En sesiones de terapia con pacientes con síntomas fóbicos compruebo que existe una relación directa entre la evitación de situaciones y ambientes externos y la evitación de pensamientos y sensaciones internas. En ambos casos, el contacto, o simplemente la perspectiva de contacto, con lo evitado, se manifiesta como angustia y aumento de los niveles de ansiedad.
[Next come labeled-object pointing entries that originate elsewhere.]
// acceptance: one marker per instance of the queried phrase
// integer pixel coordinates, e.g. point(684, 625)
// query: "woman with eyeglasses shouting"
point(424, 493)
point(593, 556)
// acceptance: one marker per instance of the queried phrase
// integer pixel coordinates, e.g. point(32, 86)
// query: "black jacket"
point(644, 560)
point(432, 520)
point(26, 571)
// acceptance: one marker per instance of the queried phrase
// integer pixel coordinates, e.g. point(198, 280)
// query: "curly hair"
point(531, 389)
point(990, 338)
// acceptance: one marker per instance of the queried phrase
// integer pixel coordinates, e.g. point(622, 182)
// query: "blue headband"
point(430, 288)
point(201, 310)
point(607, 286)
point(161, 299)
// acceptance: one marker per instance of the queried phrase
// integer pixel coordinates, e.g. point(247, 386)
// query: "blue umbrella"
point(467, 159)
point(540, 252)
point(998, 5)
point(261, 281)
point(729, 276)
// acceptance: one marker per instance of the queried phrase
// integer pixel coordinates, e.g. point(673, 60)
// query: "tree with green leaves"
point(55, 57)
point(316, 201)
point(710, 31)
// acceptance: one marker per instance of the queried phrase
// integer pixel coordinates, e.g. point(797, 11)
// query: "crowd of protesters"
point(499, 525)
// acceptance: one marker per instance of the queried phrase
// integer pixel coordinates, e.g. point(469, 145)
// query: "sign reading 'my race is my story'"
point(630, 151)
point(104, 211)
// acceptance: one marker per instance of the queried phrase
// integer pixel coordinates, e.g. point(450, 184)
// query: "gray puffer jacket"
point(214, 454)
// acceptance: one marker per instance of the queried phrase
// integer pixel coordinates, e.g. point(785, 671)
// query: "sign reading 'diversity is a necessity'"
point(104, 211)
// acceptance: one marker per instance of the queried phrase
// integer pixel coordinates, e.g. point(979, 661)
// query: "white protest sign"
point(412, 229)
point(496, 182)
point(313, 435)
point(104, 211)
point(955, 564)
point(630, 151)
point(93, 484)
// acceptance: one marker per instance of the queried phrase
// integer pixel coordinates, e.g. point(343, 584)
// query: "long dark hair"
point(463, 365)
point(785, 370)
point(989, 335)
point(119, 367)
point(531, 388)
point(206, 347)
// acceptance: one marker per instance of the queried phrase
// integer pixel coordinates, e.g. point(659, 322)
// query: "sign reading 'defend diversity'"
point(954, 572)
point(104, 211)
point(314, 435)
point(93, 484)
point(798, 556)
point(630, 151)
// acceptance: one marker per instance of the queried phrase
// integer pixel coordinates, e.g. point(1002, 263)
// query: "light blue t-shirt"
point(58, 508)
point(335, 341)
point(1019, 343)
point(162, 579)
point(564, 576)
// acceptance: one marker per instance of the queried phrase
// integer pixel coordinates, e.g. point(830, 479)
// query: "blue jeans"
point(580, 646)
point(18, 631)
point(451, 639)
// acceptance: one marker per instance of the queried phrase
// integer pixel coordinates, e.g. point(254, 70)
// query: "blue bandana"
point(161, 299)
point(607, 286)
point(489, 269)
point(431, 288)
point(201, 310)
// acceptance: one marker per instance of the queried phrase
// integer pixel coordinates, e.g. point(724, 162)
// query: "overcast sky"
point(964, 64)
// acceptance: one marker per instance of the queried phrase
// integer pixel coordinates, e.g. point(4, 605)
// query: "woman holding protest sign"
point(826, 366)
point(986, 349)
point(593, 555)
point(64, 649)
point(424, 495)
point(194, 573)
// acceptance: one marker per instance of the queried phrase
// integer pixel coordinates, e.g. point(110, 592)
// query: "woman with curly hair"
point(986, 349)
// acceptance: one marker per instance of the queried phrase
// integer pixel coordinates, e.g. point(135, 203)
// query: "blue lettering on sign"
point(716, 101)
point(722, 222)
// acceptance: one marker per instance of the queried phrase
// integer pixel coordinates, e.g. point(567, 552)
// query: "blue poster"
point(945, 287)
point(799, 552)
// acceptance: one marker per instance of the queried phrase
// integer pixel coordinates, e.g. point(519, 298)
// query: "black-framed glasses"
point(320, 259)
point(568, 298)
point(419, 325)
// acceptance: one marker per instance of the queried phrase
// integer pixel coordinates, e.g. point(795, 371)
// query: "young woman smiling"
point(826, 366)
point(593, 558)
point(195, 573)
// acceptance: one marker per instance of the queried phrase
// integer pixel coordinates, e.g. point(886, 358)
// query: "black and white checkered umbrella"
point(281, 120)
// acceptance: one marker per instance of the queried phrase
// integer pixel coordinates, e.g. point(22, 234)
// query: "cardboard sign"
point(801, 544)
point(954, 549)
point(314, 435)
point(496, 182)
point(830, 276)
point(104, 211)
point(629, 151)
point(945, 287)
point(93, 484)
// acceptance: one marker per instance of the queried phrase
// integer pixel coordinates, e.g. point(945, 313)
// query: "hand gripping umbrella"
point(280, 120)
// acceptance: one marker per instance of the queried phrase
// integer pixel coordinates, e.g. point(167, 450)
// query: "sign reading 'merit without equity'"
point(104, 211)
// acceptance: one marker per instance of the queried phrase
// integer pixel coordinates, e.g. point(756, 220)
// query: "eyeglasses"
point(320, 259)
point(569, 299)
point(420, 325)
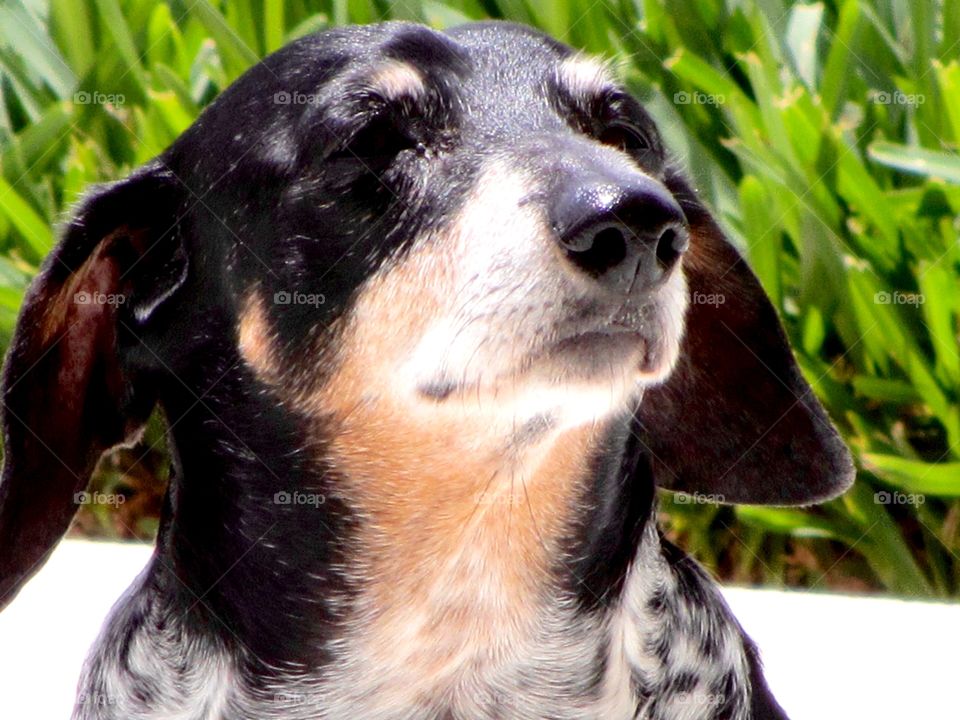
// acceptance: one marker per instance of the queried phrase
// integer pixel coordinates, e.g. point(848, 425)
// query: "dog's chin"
point(608, 354)
point(584, 378)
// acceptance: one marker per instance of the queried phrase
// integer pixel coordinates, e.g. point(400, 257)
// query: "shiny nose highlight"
point(624, 235)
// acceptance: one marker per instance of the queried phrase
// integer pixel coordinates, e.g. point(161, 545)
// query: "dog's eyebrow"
point(581, 77)
point(395, 79)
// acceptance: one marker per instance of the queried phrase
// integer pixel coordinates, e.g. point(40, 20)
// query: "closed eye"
point(378, 142)
point(625, 137)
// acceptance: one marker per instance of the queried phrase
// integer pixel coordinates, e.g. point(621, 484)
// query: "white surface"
point(827, 656)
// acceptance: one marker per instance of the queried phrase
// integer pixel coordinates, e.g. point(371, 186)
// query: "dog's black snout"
point(626, 235)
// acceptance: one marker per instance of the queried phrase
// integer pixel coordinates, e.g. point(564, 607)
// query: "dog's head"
point(479, 224)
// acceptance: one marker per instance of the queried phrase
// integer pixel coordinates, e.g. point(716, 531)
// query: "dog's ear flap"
point(68, 394)
point(736, 419)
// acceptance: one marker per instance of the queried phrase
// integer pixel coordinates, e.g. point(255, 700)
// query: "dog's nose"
point(626, 235)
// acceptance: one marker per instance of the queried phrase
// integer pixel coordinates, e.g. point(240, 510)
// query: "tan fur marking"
point(584, 75)
point(255, 337)
point(397, 79)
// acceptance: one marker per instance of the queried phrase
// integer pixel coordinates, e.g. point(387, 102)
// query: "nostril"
point(598, 251)
point(671, 244)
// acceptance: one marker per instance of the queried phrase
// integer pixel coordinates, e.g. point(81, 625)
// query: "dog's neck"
point(370, 506)
point(485, 595)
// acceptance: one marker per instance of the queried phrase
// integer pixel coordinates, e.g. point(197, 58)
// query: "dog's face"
point(479, 224)
point(506, 201)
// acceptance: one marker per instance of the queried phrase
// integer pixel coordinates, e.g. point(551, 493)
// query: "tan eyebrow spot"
point(255, 338)
point(397, 79)
point(582, 75)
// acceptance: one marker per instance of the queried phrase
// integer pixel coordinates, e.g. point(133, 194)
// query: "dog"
point(419, 310)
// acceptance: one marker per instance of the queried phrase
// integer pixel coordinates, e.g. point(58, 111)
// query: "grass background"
point(823, 134)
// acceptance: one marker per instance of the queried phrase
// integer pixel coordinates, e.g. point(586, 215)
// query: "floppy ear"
point(68, 394)
point(736, 419)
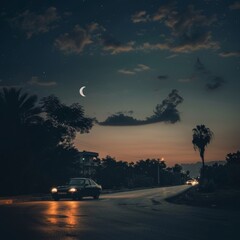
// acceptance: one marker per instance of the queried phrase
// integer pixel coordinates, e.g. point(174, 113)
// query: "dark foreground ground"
point(225, 198)
point(138, 215)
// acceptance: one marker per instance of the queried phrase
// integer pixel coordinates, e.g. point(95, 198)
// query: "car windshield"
point(77, 182)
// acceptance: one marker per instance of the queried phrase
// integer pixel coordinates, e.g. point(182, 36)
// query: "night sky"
point(153, 70)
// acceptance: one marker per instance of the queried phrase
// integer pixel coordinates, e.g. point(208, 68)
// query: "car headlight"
point(72, 190)
point(54, 190)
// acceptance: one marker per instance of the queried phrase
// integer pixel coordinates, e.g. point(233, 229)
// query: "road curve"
point(138, 215)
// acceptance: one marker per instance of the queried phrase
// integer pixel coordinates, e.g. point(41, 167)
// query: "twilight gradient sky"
point(130, 55)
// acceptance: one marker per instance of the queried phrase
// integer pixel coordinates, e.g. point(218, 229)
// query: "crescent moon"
point(81, 91)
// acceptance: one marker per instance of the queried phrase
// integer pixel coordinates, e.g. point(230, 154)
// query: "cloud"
point(165, 112)
point(184, 80)
point(139, 68)
point(37, 82)
point(130, 112)
point(114, 46)
point(163, 77)
point(235, 6)
point(75, 41)
point(171, 56)
point(215, 83)
point(230, 54)
point(188, 29)
point(140, 17)
point(34, 24)
point(127, 72)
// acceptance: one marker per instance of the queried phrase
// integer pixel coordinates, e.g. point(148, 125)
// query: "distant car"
point(76, 189)
point(192, 182)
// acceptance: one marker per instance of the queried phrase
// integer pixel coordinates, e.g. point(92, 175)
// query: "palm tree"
point(202, 136)
point(18, 108)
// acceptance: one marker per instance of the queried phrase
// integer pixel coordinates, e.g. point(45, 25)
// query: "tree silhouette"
point(202, 136)
point(36, 142)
Cabría decir que la realidad interna necesita un lecho externo donde sustentarse. De esta manera, el fóbico proyecta en el exterior sus miedos internos creando escenarios de pérdida de control y miedo a la muerte; el narcisista manipula su entorno neutralizando toda expresión de afectos para alejarse del contacto con sus emociones y ser coherente con su insensibilidad interna, o el obsesivo se vuelve reiterativo y superficial para no enfrentar su dolor por lo que perdió o no llegó a suceder. Estos síntomas limitan las propias capacidades de acción impidiendo el desarrollo de nuestras potencialidades y el contacto real con otras personas.

El espacio terapéutico ofrece la oportunidad de tocar con sensibilidad esos temores internos, lo que provoca la mejoría de los síntomas y una relación con el entorno más fluida y libre, de manera que podrás sentirte dueño de tu propio destino para sentir y hacer lo que más te conviene en cada momento.